Die Entscheidung, den Beruf Heilerziehungspfleger:in zu ergreifen, wird zum Großteil vom Umfeld der Bewerber:innen beeinflusst. Es hilft beispielsweise, wenn bereits Familienmitglieder im sozialen Bereich arbeiten oder Menschen mit Behinderung im engeren Umfeld leben. Auch Praktika eröffnen häufig den Weg zum Beruf Heilerziehungspfleger:in.

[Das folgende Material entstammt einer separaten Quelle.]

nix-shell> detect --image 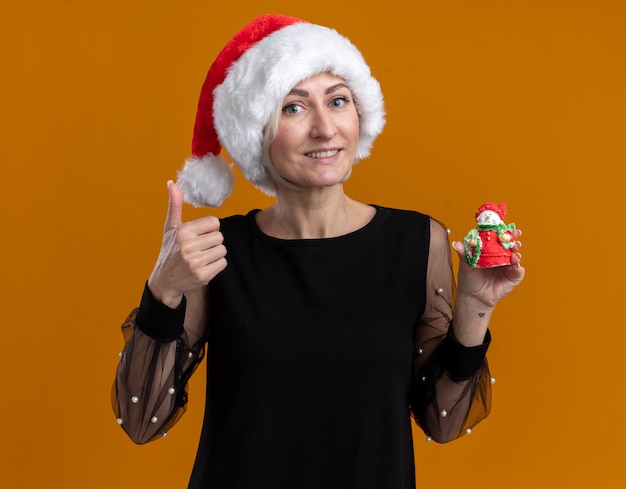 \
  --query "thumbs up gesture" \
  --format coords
[148,181,226,308]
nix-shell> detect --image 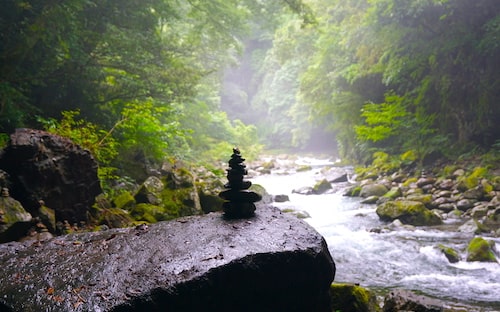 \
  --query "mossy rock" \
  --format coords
[158,188,198,221]
[383,186,403,199]
[437,244,460,263]
[376,200,443,226]
[359,183,389,198]
[113,191,135,210]
[344,185,361,197]
[406,194,432,206]
[198,192,224,213]
[296,165,312,172]
[130,203,169,223]
[403,177,418,187]
[313,179,332,194]
[0,196,32,243]
[97,208,134,228]
[462,167,488,189]
[281,208,311,219]
[248,183,273,204]
[330,283,380,312]
[467,237,497,262]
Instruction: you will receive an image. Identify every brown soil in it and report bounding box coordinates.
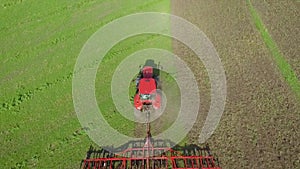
[171,0,300,168]
[251,0,300,79]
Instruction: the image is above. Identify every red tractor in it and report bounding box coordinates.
[134,66,161,111]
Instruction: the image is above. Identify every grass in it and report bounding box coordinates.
[247,0,300,99]
[0,0,170,168]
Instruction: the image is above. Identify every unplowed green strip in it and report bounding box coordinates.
[247,0,300,99]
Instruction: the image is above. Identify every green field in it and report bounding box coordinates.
[0,0,300,169]
[0,0,171,168]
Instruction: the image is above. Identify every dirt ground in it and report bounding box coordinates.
[171,0,300,169]
[252,0,300,79]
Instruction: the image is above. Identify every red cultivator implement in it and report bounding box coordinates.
[81,60,220,169]
[82,108,220,169]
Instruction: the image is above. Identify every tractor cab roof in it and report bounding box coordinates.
[139,78,156,94]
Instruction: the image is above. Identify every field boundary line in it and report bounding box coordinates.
[246,0,300,100]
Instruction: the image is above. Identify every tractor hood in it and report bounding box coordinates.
[139,78,156,94]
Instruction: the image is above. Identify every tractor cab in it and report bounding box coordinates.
[134,66,161,111]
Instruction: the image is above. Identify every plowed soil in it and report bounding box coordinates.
[171,0,300,168]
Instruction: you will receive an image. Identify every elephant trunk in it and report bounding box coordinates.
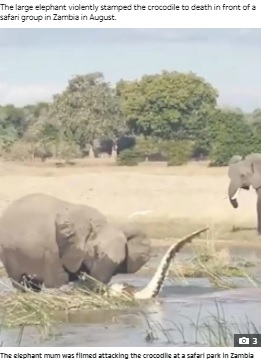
[108,227,209,300]
[228,180,240,209]
[256,188,261,235]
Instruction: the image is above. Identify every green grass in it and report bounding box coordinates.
[0,279,138,328]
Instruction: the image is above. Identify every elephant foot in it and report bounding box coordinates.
[20,274,43,292]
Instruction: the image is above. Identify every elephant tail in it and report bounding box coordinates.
[133,227,209,300]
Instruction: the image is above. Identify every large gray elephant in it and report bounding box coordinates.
[228,153,261,235]
[0,194,151,291]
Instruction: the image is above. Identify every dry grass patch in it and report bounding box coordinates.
[169,241,254,288]
[0,285,138,327]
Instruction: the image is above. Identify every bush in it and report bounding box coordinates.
[134,138,159,158]
[2,141,33,161]
[56,141,82,161]
[157,140,193,166]
[117,148,144,166]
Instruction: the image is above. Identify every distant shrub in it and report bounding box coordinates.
[2,141,33,161]
[56,141,82,161]
[157,140,193,166]
[117,148,144,166]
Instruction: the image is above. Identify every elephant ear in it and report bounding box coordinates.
[248,154,261,190]
[121,224,151,273]
[55,211,92,273]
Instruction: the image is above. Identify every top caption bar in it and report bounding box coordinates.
[0,0,261,28]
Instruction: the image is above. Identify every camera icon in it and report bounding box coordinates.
[238,336,249,345]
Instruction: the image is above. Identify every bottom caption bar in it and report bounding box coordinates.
[234,334,261,347]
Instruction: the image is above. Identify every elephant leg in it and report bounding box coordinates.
[256,188,261,235]
[19,274,43,292]
[82,255,118,291]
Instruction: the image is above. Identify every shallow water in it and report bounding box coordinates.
[0,249,261,346]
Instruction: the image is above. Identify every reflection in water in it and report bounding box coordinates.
[1,276,261,346]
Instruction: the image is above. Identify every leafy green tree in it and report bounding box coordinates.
[116,71,218,139]
[208,109,256,166]
[52,72,125,149]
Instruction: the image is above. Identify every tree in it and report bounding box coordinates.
[116,71,218,140]
[53,72,125,149]
[208,109,256,166]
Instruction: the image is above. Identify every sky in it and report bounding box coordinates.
[0,29,261,112]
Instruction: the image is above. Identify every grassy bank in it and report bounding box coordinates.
[0,287,137,327]
[143,302,261,347]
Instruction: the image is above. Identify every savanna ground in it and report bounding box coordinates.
[0,159,261,346]
[0,159,261,248]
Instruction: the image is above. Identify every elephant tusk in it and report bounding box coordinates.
[129,210,152,218]
[231,188,240,200]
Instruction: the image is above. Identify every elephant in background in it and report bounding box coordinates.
[228,153,261,235]
[0,194,151,291]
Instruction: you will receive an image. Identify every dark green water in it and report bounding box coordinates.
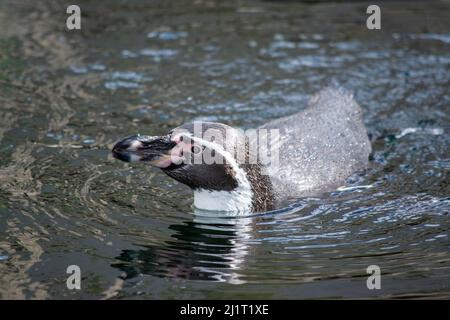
[0,1,450,299]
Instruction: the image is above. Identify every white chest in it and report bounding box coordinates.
[194,188,252,212]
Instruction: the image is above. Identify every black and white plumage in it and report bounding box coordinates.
[113,88,371,212]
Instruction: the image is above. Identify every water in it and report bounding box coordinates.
[0,1,450,299]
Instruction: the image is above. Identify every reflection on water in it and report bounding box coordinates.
[0,0,450,299]
[112,214,252,284]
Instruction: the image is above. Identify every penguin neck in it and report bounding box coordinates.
[194,165,275,214]
[185,137,275,213]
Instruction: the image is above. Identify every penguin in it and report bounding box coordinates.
[112,87,371,214]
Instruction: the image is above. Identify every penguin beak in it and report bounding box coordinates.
[112,135,176,168]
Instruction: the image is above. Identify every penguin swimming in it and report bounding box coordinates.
[112,88,371,212]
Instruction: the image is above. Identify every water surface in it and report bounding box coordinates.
[0,1,450,299]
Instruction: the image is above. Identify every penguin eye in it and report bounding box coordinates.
[191,145,202,154]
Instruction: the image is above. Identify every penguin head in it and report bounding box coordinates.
[112,122,246,191]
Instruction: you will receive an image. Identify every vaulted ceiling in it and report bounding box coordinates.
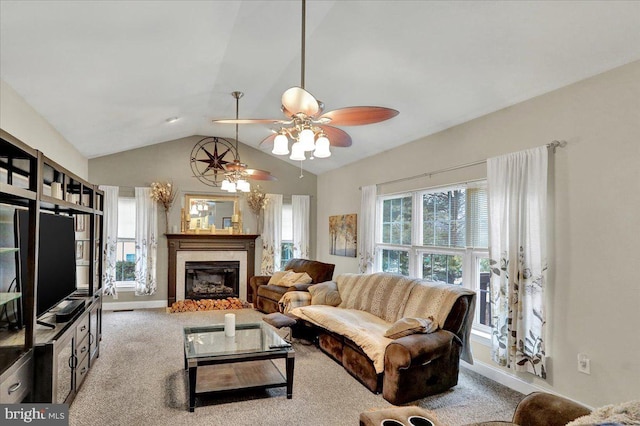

Ebenso spielen Freiwilligendienste, die des Freiwilligen Sozialen Jahres (FSJ) und des Bundesfreiwilligendienstes (BFD), eine wichtige Rolle für die Ergreifung eines sozialen Berufes. Nach den Plänen der Bundesregierung soll die Förderung der Freiwilligendienste um insgesamt 78 Millionen Euro in 2024 und um weitere 35 Millionen Euro in 2025 gekürzt werden. Bei Umsetzung der geplanten Kürzungen von insgesamt 113 Millionen Euro stünden viele Plätze in den Freiwilligendiensten vor dem Aus. Die geplante Mittelkürzung von 35 Prozent, würde die Lage am Arbeitsmarkt weiter verschärfen, da auf diese Weise jede vierte Einsatzstelle wegfallen würde und somit auch ein wichtiger Zugangsweg zum Beruf des/der Heilerziehungspfleger:in.
In drei Vorträgen stellten die eingeladenen Referenten aus unterschiedlichen Perspektiven – Ausbildung, Wissenschaft und Marketing – ihre Sicht zur Gewinnung von Fachkräften vor.
Frank Fischer, Schulleiter der Fachschule in Schweinfurt und Vorstandsmitglied der Landesarbeitsgemeinschaft (LAG) HEP, berichtete über die aktuelle Ausbildungs- und Schullage für Heilerziehungspfleger:innen. Seit dem Sommer dürfen Heilerziehungspfleger:innen nun auch in nicht-inklusiven Kitas arbeiten, was den Beruf für viele ein Stück weit attraktiver macht. Dennoch steht eine dringend notwendige Ausbildungsreform bevor. Die LAG arbeite zudem an der dringend notwendigen Gleichstellung der Schulabschlüsse, damit mehr Menschen die Chance haben, die Ausbildung als Heilerziehungspfleger:in zu beginnen.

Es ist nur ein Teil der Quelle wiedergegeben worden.